よく分かんないけど、姫様派と依る派って事??

「私はね………勿論、依るの事応援してるわよ?だから、この前も協力したし。でも、「想い」を預かってるから、これでいいのかどうかの不安というか、早く返したい様な、でも返してもし、もし依るがシンを好きになったら…………。」


それはめっちゃヤバい気がする。
あの金の石、蒸発して消えるんじゃないだろうか。

「わたくしは姫様が決めた事なら、万事うまく行くと思いますけどね。」

そう、自信ありげに言うのは宙だ。
でも、宙に言われると何だか大丈夫な気がしてくるから、不思議。

「私も依るが想いを貫いて欲しいわ………この先、どうなるかは分からないけど、どっちかがダメでどっちかだけ幸せじゃなくて、二人とも幸せになって欲しいもの。」

うん。まぁ、それが一番いいよね。流石癒しの石。でも私から見ると、藍は充分、依る寄りだけどね。
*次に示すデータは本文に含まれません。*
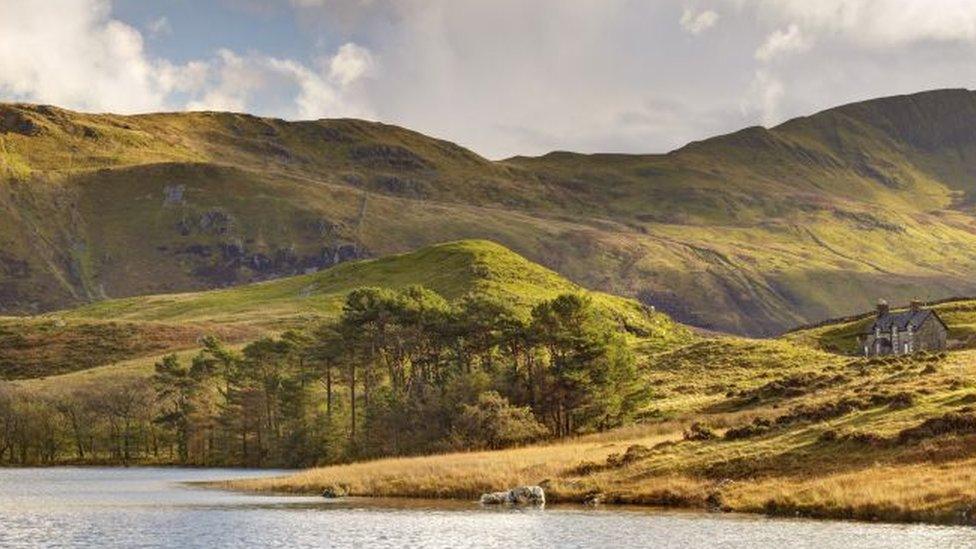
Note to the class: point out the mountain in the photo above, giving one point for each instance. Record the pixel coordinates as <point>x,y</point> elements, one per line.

「僕はやっぱり姫様の体を探すという目的は優先されるべきだと思います。その為に、ここへ来てるし僕たちもいる。」
「ふん。優等生ね。」

あら。同じ事思ってるわ………。
まぁこの中で言うと結構若そうだもんね…クルシファーは。まぁ、真面目な役も必要よ。特に、持ち主がポンコツだからね。

「え?結局、依るが姫様なんじゃないの?何?私だけ事態を把握出来てなくない??」

ビクスは一人でキョロキョロしてるけど(あ、そんな感じがするだけね)この問題は、私からしてもちょっと、複雑。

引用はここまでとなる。